Não é de hoje que o consumidor mudou a sua percepção em relação ao mercado, aos produtos que compra e às marcas disponíveis. Contudo, até 2020 a exigência de transparência estará ainda mais evidente, decorrente das preocupações relacionadas à sustentabilidade e a discussão ético-ambiental que rondam todas as áreas, da decoração à moda. “A cor entra como uma mensagem, ela declara o apoio à uma causa, como o preto no #MeToo ou o rosa pink no Dia Internacional das Mulheres. O nível de conhecimento do consumidor nunca foi tão alto, por isso a importância da autenticidade e da verdade”, explica Natalia Gramari, WGSN Expert.Nesse mesmo contexto, outras formas de comportamento e estilo tomarão conta das ruas. A era do minimalismo dará lugar para o maximalismo dos anos 1980, com cores e padronagens em combinações excêntricas. “É a libertação para a expressão individual”, resume Natalia. Para o WGSN outra questão não poderia ficar de fora dessa previsão: o mundo digital. “As pessoas estão fazendo suas compras online em cada vez menos tempo [Estima-se 90 segundos para determinar a compra] e a cor geralmente influencia nessa escolha. Por isso o estímulo visual se tornará cada vez mais precioso.”Além disso, como já apontado no texto, as cores surgem como elemento inclusivo, principalmente nas gerações mais ativas social e politicamente. “Em 2020, as escrituras sociais já consolidadas vão sofrer mudanças, os estereótipos vão cair por terra. E isso não se restringe somente aos jovens. A necessidade de inovação se estende também para os mais velhos, com poder de compra expressivo – não podemos esquecer do envelhecimento da população, principalmente no Brasil”, argumenta Natalia. Desse movimento social que surgem as paletas de cores planejadas, como os tons de pele diferentes que a Faber Castell divulgou (são seis), as lingeries Nude for All, da marca norte-americana Naja, ou até os 40 tons de base da linha Fenty Beauty, marca de cosméticos da Rihanna.Para 2020, portanto, o WGSN aposta que o futuro vai acontecer e a sociedade vai poder tangibilizar os avanços da tecnologia. “Vamos nos inspirar cada vez mais no futuro e menos no passado. Por isso temos uma paleta de cor mais otimista, versátil, revigorante com, claro, um toque futurista”, resume Natalia. As tonalidades que traduzem esse mood são o Neo Mint, principal aposta, seguido do Purist Blue, Cassis, Cantaloupe e Mellow Yellow. A seguir, confira cada detalhe de cada tom e como aplicá-los nos interiores:

O menta pastel Neo Mint faz parte das cores conceituais que o WGSN elegeu. Ele deriva da popularidade do millennial pink, englobando os acontecimentos tecnológicos previstos para 2020. “Ele não é uma evolução do verde bandeira ou do verde jade, é uma cor mais otimista, energética, fashionista”, explica Natalia Gramari. Num primeiro momento, é indicado aplicá-la em objetos decorativos ou mobiliário mais delicado, caso queira apostar na cor em maior espaço, busque uma parede apenas.
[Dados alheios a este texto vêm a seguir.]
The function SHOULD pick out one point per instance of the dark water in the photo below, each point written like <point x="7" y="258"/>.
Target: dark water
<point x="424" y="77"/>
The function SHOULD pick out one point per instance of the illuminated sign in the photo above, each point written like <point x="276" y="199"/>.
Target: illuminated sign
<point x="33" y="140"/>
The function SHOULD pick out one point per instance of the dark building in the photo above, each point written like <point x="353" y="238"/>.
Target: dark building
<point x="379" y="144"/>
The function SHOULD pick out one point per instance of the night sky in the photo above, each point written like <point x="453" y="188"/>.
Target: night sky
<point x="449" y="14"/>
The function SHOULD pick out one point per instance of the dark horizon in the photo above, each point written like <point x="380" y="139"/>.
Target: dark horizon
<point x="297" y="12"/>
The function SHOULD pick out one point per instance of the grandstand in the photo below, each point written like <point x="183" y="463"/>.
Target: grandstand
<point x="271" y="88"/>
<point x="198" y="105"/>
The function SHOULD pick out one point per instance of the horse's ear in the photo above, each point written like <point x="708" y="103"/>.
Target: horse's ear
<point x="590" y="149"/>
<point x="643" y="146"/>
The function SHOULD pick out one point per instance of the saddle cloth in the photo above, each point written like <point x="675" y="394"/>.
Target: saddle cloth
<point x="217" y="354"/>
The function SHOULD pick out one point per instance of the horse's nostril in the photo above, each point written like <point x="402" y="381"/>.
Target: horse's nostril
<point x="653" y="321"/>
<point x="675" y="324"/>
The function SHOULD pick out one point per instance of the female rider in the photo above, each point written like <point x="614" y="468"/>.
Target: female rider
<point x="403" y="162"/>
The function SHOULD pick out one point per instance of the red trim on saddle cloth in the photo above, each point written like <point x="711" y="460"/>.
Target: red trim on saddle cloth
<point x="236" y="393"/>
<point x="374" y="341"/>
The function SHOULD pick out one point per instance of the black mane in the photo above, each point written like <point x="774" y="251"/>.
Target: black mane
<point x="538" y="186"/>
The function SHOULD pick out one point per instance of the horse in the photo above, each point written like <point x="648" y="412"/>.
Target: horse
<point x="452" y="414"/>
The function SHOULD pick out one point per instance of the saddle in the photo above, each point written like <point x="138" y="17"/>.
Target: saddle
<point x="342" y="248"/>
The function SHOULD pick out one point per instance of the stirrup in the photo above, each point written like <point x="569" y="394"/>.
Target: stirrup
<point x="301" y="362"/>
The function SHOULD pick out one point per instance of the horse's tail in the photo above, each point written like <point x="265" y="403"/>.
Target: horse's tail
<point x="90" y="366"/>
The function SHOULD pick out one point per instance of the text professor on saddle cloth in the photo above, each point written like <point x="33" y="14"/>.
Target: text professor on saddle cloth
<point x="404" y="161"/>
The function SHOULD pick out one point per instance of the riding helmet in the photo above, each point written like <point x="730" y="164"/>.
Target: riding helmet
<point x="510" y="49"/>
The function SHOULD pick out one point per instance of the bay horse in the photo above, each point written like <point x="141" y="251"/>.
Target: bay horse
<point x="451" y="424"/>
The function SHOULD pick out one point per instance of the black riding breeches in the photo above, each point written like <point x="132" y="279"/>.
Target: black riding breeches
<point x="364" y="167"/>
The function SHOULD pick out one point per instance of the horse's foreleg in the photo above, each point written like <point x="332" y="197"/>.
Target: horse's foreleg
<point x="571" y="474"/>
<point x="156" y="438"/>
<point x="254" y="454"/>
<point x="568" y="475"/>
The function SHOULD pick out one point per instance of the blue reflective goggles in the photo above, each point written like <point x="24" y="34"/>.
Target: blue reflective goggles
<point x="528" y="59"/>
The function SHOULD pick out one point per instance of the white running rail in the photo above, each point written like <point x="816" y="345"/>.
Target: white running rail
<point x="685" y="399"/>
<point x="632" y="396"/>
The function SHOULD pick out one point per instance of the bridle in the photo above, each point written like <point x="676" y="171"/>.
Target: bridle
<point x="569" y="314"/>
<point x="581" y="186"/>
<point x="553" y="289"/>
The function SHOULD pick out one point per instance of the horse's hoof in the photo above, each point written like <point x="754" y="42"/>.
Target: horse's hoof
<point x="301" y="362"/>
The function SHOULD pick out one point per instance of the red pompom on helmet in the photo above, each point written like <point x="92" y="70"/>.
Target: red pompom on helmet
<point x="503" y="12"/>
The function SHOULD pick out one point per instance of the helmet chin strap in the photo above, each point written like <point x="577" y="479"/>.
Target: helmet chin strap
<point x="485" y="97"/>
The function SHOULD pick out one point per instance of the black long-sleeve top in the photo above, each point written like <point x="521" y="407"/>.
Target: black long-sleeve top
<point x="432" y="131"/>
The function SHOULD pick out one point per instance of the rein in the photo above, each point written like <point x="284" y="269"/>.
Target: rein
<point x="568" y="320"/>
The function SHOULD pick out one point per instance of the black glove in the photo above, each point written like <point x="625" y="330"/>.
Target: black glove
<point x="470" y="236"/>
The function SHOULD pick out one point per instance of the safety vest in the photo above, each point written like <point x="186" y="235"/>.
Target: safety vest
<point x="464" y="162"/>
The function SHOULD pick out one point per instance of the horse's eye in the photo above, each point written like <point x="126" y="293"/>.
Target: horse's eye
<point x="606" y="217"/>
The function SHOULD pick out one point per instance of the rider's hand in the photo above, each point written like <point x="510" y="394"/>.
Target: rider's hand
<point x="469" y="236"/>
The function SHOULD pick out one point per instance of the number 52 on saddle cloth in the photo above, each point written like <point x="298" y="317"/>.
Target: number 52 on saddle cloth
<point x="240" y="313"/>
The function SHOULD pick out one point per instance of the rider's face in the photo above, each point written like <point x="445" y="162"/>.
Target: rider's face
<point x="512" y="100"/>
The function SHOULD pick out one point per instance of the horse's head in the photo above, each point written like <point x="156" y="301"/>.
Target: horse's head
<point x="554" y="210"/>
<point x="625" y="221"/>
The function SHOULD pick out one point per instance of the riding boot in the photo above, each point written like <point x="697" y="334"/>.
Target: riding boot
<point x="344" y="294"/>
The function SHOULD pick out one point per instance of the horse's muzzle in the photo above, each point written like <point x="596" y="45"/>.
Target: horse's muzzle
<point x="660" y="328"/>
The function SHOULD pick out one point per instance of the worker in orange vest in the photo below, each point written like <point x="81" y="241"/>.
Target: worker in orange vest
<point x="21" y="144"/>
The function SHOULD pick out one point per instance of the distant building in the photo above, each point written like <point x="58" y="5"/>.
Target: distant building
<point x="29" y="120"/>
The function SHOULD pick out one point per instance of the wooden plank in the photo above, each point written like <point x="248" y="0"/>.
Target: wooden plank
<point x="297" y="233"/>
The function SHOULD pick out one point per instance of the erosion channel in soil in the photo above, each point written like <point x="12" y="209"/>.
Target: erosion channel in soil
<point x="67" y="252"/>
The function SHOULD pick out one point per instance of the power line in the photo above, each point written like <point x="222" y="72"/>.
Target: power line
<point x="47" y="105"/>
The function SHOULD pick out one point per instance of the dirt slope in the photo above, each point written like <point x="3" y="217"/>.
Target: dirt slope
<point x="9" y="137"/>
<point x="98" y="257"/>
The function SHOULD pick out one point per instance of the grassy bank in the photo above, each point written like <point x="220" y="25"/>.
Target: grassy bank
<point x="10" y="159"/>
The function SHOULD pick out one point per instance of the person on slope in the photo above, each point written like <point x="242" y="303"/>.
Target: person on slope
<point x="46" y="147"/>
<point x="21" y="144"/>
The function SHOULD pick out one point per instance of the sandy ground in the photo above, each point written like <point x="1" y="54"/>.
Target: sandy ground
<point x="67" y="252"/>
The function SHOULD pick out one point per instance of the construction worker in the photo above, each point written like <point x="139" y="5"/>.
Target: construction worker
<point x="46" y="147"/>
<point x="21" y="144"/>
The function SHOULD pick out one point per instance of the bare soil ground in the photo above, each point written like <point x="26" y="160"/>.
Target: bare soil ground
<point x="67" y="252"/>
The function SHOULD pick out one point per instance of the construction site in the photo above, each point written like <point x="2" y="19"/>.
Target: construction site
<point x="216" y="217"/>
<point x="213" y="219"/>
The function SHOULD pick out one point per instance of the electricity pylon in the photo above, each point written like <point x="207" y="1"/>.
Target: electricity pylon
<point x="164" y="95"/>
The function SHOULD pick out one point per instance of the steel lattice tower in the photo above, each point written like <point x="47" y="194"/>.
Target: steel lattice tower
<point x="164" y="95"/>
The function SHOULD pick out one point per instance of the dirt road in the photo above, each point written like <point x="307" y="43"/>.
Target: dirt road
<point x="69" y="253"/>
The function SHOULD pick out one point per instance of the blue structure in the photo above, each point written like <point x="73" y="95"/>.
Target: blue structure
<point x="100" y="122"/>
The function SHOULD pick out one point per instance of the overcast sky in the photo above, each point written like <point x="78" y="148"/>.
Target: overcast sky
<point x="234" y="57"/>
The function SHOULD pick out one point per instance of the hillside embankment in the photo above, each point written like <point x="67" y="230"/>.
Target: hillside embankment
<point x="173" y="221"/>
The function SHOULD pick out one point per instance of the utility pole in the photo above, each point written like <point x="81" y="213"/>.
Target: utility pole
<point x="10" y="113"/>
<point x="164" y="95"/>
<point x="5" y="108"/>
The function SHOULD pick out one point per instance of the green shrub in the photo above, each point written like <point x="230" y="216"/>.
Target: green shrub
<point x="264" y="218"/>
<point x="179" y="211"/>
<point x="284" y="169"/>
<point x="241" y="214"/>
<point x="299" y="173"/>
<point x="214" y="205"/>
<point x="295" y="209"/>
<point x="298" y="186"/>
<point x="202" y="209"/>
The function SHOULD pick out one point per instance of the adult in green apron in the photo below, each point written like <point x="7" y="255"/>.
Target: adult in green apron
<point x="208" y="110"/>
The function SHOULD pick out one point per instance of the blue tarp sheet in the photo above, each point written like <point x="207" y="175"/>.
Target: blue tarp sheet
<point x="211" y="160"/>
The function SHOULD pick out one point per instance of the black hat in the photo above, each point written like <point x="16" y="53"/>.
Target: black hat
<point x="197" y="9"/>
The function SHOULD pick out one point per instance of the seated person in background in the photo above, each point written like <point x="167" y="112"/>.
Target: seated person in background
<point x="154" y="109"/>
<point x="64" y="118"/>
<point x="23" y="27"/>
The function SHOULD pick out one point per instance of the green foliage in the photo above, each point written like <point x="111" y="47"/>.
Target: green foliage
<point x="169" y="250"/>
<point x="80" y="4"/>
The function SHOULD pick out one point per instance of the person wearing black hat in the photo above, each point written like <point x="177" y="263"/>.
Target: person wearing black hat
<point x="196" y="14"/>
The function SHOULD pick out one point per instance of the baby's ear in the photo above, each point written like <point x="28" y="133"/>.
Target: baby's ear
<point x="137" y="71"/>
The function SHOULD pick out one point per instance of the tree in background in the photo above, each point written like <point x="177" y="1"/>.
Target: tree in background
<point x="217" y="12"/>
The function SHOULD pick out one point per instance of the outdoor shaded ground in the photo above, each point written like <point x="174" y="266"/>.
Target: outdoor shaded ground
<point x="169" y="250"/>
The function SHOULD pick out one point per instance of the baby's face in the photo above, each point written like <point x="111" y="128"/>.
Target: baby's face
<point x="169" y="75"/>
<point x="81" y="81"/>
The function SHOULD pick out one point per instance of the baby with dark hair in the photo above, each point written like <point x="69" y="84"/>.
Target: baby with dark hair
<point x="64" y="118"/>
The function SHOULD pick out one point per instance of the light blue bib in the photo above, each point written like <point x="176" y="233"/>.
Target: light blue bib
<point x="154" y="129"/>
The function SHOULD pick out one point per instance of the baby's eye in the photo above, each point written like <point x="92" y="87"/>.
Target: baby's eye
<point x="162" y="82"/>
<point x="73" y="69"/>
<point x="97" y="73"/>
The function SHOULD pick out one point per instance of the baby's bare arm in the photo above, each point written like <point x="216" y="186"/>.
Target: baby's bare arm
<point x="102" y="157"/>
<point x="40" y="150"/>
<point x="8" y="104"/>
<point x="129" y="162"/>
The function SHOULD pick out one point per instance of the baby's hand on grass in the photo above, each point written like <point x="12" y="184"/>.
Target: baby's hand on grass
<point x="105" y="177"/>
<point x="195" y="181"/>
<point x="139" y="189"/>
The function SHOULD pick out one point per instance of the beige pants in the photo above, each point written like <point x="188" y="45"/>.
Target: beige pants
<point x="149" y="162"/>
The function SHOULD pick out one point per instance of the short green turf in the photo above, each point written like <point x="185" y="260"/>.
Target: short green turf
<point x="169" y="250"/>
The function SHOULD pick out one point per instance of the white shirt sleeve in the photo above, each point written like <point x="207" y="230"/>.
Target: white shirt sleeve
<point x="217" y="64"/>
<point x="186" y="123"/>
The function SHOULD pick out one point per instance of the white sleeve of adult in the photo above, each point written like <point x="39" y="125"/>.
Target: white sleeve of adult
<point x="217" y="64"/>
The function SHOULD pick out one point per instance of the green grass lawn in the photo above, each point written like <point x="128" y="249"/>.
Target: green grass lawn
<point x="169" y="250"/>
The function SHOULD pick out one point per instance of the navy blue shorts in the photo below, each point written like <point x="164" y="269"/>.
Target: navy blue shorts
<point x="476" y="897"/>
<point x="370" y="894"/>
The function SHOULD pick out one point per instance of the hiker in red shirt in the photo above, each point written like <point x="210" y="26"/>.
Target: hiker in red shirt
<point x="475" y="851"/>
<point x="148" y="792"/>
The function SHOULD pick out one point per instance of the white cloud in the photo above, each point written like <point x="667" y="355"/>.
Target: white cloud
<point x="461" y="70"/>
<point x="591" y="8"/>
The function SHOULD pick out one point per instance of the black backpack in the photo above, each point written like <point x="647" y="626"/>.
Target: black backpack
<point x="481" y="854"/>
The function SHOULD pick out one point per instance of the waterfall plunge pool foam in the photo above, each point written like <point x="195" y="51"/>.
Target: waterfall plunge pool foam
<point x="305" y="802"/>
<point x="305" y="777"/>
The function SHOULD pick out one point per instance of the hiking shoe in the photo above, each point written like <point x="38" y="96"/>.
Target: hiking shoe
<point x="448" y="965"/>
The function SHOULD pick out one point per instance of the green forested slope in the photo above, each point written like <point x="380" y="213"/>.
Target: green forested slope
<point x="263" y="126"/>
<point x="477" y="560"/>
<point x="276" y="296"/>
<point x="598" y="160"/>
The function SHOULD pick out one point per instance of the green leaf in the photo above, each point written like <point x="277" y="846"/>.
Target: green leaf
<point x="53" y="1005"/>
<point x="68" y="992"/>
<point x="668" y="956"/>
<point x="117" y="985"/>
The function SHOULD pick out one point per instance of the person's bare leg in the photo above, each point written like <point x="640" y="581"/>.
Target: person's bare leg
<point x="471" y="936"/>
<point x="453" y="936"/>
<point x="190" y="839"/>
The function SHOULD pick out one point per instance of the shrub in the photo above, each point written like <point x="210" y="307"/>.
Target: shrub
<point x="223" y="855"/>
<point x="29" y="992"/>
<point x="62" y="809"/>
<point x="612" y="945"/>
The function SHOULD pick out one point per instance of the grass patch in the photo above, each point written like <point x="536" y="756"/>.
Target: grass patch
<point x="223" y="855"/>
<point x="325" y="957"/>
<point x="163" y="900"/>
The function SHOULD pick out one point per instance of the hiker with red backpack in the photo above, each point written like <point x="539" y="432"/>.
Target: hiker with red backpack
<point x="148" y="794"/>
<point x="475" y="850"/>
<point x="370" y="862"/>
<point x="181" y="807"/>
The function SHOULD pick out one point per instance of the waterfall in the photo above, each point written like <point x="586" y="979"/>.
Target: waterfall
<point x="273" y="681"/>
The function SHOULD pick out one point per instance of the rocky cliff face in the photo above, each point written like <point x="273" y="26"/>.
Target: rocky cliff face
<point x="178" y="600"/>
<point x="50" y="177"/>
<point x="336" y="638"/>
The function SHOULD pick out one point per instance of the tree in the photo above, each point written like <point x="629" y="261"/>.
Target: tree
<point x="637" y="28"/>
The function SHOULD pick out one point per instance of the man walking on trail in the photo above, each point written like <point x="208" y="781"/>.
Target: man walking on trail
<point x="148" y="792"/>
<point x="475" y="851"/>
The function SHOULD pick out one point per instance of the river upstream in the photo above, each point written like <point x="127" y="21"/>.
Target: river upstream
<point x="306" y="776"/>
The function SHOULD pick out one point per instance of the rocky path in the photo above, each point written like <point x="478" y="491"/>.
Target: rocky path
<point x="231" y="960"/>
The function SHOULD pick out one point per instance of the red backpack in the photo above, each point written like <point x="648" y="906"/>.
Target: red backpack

Tendência de cores: as 5 tonalidades que vão tomar conta de 2020 (Foto: Casa Vogue)

O laranja melão é mais comercial, por ser uma versão mais leitosa dos laranjas joviais, que tem feito barulho nas passarelas de moda. Sua evolução passará do laranja solar para o tonalizador para o simpático (cantaloupe). “É uma tonalidade tipicamente feminina e perfeita para a decoração de interiores”, comenta Natalia. Caso queira imprimir um clima mais contemporâneo para a casa, aposte nas poltronas, nos pequenos objetos ou em paredes de um cômodo.

Tendência de cores: as 5 tonalidades que vão tomar conta de 2020 (Foto: Divulgação)

Outra com apelo mais comercial, o amarelo queimado foi intitulado como uma cor fashion há três anos. Contudo, diferente das suas versões mais mostarda ou ensolarada (amarelo geração Z), em 2020 ele surgirá mais fechado. “É outra cor bem otimista e perfeita para compor a decoração nos detalhes”, completa a expert.